Here we go. With Cable #1 and it’s gigantic guns, constant testosterone, heavy violence, and confusing time travel, we are officially into what made 1990s Marvel so polarizing. Many found this tack exciting and a good break from the simplified and “nicer” stories of the ’80s. Others, like me, found that the focus on plotting intricacies and large casts led to an unacceptable sacrifice in the area of character development.
Stan Lee is kinda saying the same thing in his intro to issue #2 of the first arc of Cable’s new series.
When we last saw Cable, he was shot into the future with his buddy Kane. That’s where this book picks up.
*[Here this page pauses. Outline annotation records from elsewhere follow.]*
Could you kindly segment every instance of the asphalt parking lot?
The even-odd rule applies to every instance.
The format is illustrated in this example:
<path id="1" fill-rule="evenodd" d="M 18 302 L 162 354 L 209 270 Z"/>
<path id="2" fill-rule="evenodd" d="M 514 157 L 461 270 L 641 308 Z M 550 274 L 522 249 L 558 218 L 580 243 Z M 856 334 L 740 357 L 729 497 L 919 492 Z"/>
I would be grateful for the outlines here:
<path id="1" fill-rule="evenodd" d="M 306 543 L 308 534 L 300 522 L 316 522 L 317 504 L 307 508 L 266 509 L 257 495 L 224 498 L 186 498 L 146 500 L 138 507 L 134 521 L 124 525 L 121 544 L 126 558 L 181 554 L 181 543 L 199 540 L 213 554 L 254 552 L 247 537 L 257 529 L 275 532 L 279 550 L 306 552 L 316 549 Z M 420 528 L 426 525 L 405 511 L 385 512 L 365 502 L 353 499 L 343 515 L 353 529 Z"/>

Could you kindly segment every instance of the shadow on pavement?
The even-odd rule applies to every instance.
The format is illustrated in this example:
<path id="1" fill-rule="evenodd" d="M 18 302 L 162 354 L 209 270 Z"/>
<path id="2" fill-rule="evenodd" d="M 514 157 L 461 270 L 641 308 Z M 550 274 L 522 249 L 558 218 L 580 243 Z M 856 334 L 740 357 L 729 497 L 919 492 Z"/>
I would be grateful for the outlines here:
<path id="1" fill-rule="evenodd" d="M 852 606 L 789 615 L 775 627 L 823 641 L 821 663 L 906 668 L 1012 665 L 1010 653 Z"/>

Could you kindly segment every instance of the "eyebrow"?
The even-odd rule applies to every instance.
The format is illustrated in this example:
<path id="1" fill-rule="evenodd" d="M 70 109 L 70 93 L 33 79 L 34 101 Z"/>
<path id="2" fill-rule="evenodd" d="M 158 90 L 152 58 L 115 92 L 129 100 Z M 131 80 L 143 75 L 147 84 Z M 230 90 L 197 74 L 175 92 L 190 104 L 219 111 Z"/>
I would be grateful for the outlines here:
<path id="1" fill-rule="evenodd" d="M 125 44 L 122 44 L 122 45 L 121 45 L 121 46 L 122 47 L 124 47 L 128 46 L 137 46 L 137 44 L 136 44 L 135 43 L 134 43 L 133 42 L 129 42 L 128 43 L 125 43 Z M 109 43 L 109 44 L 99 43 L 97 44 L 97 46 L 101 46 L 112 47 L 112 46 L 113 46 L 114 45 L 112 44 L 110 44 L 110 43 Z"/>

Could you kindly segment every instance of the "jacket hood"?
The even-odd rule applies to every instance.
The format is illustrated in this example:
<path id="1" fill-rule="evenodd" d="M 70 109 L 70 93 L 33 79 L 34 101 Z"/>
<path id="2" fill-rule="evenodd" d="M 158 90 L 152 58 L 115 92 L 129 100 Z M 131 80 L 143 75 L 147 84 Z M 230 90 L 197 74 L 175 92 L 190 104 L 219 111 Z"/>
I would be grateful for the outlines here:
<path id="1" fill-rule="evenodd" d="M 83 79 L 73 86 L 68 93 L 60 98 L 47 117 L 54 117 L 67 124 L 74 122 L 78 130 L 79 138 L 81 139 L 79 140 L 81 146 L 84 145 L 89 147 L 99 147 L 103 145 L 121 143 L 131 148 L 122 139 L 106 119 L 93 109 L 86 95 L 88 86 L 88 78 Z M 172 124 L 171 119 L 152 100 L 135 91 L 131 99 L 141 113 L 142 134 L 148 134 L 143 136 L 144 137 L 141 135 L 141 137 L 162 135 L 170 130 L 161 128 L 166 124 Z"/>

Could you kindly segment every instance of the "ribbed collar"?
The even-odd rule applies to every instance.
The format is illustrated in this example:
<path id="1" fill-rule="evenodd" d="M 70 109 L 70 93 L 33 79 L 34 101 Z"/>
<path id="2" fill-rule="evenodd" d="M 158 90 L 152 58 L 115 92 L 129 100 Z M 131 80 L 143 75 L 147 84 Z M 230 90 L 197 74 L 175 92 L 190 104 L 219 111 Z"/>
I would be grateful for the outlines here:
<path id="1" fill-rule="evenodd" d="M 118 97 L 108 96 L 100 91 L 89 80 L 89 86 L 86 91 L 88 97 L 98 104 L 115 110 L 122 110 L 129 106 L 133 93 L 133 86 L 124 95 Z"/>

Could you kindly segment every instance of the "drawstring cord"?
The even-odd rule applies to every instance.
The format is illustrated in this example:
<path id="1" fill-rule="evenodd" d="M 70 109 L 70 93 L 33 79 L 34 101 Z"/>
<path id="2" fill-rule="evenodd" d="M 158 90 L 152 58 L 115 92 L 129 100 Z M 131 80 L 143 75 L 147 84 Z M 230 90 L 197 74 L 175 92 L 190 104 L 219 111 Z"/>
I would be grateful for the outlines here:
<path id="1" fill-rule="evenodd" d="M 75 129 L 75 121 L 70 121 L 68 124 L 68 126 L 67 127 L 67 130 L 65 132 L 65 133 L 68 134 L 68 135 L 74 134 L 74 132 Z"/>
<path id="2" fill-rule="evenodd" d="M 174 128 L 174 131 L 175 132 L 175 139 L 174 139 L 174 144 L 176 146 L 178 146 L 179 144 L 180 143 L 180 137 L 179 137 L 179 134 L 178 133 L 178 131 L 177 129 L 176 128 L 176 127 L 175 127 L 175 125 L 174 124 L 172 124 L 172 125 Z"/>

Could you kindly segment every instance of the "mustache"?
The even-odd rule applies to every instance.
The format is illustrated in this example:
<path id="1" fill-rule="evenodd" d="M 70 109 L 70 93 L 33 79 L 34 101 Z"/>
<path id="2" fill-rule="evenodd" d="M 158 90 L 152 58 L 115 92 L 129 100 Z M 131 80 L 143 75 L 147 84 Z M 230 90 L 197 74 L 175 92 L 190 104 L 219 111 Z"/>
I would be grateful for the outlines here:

We see a dystopian future (of course) and Cable and Kane leading revolutionary efforts. No surprise there. Over the course of these issues, we learn that, in that future, Apocalypse and his army of Canaanites killed off mutant families–including Cable’s, which was known as the Askani Clan–over the course of a 100 year war.
Cable’s own son died in the battle, killed by Stryfe.
You know the main plot point already. You saw it in Terminator. The Canaanites build a time machine and go back to kill Cable. At least, that’s what we’re led to believe. He’s actually trying to kill Deadpool’s mysterious employer Tolliver, and to do so the assassin goes after Weasel. This is the first appearance of Weasel (Deadpool’s operations aide–similar to Punisher’s Microchip).
Cable and Kane follow, returning to the 616 timestream right after X-Force #23.
Turning to X-Force, we see Rusty and Skids captured and brainwashed into helping Stryfe and the Friends of Humanity, the anti-mutant group that Sabretooth’s son is a member of.
They’re rescued and rehabilitated, thus rejoining X-Force, but still appear to have vestiges of anti-mutant animus. This is basically just a way to get these kids back on Professor X’s side before the return of Magneto. We see Magneto taking the wreckage of Cable’s space station, destroyed in X-Force #23, and reforming it into a new space base to replace Asteroid X.
It’s not definitely Magneto, but come on. We know it’s him.
Which brings us to X-Force #25, where Cable and X-Force are reunited.
He figures out Magneto has redesigned his satellite.
Also, this is the first appearance of Exodus, who is part of Cannonball’s horrible future/past timestream story.
It’s so similar to Cable’s story that it feels pointless.
Turns out, he’s up there in the remains of Cable’s space station. With Magneto.
And there’s another big fight. It ends with Cable teleporting (bodysliding) his allies away, and Magneto promising another fight in the future.
So, at the end of these issues, Cable is back. He’s working with X-Force again. But his efforts to stop the assassinations of Tolliver and himself will be the subject of his solo comic.
Creators: Fabian Nicieza (script), Art Thibert with help from Ron Lim “and company” (pencils on Cable), Greg Capullo (pencils on X-Force).
Grade: B-. Yeah, I complain a lot about the huge number of characters and the nonsensical, derivative time travel stories, but if you shut down your brain it’s a fun read.